Beneath her defensiveness, he glimpsed vulnerability, and it took his breath away. No one in the ton would have ever suspected that this softer side existed to the Hellion. He certainly hadn’t, and it surprised the hell out of him. So did the gnawing realization that he liked it.
He reached out and covered her hand with his. “I would never say that.”
She looked down at their hands, as if surprised at the tender gesture, but didn’t pull hers away. Then she stunned him by slowly bringing her other hand to cover his. The sudden connection that blossomed between them was undeniable.
“Why not?” she challenged softly, watching as she trailed a fingertip over the back of his hand. “My father would. In fact, he’s said so several times.” She gave a defeated glance at the dirty puddle around her. “Perhaps he’s right.”

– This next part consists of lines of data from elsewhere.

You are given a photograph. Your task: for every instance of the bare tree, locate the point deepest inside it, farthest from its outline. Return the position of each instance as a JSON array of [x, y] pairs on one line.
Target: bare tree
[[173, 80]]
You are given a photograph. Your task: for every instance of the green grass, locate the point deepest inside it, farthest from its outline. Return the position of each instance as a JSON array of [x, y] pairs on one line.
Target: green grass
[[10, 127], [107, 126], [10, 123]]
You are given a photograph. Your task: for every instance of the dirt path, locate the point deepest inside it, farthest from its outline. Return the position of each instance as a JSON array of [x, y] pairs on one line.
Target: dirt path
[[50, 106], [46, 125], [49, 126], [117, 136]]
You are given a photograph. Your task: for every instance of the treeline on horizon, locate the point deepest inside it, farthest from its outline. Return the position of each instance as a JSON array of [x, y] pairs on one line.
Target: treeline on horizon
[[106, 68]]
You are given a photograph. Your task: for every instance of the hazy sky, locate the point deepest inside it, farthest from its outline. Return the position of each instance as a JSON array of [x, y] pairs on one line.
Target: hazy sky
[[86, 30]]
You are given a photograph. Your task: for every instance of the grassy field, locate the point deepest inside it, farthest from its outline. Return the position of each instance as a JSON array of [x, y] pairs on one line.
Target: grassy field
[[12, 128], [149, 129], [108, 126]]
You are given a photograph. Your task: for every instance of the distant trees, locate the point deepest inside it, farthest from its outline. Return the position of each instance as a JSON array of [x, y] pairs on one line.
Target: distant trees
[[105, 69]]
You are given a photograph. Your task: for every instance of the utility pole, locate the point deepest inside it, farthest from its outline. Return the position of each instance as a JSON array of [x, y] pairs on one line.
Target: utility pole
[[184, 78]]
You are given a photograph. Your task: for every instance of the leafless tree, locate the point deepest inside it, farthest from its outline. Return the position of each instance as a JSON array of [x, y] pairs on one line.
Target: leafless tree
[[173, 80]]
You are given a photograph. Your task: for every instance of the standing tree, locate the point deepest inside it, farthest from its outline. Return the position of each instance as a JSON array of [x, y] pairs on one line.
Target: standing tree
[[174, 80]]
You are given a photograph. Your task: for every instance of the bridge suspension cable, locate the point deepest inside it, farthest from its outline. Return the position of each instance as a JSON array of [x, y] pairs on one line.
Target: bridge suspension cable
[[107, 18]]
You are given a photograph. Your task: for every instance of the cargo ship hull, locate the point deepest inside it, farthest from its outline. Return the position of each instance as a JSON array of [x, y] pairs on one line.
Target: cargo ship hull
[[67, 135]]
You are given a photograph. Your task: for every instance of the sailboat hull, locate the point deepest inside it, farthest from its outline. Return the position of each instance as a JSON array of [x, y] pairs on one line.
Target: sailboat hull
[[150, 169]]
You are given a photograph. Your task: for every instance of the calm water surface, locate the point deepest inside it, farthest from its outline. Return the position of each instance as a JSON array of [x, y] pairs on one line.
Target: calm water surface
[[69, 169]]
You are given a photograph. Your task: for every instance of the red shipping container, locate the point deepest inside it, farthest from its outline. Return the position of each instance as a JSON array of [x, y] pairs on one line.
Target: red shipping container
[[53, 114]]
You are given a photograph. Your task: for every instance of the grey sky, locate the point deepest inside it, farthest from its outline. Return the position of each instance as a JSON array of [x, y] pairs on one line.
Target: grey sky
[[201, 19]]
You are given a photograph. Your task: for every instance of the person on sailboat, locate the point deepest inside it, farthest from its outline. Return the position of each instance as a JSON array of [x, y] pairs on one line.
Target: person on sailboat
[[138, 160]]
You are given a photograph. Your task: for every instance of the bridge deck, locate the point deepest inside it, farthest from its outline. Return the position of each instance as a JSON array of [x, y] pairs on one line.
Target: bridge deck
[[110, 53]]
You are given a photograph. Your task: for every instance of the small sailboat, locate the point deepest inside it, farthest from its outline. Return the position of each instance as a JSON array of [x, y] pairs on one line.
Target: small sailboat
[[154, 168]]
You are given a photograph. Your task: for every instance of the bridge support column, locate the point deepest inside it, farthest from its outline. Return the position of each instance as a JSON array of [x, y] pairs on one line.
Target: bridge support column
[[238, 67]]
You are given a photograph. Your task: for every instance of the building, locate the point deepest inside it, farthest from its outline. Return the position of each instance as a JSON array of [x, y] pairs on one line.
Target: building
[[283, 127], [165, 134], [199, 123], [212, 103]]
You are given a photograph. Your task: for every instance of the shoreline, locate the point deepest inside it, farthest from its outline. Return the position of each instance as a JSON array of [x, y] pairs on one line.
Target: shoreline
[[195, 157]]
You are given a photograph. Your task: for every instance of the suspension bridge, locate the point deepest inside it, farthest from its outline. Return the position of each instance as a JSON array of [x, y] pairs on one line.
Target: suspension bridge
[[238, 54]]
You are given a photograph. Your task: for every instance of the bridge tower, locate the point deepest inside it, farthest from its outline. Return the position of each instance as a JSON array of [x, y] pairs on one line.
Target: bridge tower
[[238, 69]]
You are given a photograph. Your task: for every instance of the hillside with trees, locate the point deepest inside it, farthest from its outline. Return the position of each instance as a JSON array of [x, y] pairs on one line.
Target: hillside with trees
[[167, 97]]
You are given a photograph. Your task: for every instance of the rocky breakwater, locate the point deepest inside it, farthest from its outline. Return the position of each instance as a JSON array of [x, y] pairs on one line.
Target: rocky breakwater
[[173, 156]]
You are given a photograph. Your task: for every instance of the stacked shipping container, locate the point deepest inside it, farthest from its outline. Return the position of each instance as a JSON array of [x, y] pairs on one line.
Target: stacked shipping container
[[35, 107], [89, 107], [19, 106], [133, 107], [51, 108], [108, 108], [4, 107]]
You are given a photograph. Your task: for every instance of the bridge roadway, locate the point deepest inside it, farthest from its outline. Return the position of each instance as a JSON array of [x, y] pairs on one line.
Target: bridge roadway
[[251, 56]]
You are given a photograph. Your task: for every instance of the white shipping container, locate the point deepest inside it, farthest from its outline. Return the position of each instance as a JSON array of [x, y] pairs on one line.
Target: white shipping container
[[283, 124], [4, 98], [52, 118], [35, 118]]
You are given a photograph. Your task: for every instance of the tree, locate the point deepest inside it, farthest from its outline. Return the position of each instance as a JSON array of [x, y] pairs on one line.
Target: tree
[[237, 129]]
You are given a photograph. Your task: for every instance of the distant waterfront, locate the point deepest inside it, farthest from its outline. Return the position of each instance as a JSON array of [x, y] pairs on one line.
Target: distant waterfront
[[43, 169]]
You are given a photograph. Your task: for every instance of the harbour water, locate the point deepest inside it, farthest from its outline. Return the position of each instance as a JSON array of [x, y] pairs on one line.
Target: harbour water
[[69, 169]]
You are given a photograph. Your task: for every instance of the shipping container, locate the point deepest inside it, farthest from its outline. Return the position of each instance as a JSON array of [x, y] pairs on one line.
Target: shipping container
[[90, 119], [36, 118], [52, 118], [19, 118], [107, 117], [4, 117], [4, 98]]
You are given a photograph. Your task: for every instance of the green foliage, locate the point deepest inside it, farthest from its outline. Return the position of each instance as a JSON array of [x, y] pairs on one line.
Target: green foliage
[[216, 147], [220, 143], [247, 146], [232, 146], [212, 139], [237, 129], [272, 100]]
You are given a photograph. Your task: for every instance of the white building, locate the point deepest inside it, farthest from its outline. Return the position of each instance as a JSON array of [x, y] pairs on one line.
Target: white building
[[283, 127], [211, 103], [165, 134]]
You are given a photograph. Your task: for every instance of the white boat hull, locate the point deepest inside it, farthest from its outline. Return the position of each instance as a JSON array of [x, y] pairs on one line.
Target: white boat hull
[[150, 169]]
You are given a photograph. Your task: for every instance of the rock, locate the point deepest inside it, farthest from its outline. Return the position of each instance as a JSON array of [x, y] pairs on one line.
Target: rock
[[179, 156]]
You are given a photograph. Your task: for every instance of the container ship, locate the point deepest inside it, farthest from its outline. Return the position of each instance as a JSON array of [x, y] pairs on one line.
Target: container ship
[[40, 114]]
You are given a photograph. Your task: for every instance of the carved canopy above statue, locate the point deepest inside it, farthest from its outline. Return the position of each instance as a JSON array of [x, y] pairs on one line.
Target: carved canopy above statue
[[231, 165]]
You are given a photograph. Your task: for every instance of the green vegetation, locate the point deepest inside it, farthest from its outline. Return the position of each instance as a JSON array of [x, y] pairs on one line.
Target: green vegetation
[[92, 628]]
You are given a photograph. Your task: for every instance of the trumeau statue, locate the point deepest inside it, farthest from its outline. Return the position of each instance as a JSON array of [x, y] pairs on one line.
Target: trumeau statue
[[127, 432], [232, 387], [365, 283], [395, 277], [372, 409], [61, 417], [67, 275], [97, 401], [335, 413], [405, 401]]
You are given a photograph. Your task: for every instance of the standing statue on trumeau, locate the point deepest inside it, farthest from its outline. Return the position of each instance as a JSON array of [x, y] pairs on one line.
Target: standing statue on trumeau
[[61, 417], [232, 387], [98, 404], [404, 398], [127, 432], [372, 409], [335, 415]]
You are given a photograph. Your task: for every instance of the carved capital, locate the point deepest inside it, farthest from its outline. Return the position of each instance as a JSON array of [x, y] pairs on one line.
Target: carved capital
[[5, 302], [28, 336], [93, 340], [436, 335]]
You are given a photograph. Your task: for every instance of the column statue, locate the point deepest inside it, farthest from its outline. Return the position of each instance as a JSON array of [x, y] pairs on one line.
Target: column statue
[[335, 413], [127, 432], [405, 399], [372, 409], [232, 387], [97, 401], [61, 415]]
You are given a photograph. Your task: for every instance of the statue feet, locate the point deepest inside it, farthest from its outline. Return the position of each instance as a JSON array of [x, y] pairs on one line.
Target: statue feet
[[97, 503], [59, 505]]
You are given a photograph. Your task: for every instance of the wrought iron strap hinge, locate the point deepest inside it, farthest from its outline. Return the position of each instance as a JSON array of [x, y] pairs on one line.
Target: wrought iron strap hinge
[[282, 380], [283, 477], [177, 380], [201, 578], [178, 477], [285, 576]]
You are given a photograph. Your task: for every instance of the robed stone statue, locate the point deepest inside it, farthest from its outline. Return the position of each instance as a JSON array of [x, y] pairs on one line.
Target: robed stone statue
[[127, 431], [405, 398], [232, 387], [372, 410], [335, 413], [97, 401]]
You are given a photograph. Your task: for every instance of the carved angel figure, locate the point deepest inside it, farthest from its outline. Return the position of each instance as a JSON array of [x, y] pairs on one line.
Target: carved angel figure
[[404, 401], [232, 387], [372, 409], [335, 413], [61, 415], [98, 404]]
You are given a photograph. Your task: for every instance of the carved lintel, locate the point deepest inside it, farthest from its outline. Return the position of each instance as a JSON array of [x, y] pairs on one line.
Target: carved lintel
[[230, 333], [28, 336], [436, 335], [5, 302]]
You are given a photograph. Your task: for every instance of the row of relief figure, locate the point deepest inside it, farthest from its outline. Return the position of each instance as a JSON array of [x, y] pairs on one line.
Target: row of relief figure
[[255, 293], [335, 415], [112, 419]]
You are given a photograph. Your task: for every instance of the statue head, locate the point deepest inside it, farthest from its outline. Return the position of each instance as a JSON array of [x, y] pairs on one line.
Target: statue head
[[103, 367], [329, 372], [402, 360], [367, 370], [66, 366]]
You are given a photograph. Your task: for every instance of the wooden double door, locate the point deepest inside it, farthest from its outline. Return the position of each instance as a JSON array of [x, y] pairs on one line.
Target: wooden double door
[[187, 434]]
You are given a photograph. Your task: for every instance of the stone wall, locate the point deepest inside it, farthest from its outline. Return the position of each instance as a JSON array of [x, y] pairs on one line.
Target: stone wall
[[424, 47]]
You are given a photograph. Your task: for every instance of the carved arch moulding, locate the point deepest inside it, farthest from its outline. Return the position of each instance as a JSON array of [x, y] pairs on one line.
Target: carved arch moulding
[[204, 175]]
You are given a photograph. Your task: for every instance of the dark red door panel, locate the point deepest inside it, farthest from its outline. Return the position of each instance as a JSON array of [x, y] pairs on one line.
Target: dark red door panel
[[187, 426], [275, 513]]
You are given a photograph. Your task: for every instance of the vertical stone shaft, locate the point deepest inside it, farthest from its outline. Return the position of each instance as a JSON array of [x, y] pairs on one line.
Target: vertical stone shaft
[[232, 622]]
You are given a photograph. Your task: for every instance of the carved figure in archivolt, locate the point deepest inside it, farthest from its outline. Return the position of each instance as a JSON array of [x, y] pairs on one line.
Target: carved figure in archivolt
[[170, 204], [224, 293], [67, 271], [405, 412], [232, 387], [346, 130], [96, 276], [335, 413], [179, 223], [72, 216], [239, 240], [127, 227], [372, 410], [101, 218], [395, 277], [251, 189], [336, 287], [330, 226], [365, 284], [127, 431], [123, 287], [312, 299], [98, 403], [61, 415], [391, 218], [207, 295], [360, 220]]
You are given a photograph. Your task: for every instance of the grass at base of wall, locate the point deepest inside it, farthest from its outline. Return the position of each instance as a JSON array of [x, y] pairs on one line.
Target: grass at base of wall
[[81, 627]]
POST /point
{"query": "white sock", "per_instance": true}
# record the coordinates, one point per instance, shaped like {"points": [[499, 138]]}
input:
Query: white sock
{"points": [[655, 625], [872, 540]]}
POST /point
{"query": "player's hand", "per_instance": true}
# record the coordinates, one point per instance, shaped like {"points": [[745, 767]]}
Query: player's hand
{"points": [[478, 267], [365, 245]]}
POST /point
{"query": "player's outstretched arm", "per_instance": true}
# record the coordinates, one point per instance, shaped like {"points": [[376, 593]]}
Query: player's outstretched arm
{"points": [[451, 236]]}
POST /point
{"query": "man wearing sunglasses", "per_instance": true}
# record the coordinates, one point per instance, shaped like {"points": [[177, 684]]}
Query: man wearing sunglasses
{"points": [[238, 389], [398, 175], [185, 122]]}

“He’s not,” he assured her quietly, giving a small squeeze to her fingers as he thought of his sister and the orphans she’d helped in their village. One kind soul could change the path of every life it touched.
She slowly pulled her hands away, and immediately, he missed the warmth of her understanding touch. “Better not let Papa hear you disagreeing with him, Carlisle,” she warned, but with more teasing than reprimand. “You’ll lose your partnership.” She paused a beat for effect. “On second thought…”
He ignored that barb, not wanting to engage in battle, not when they were finally beginning to understand each other.
But something about her teasing bothered him. “Is that why you care so much about this place?” Had he completely misunderstood the complicated relationship she had with Henry Winslow? “Because it irritates your father?”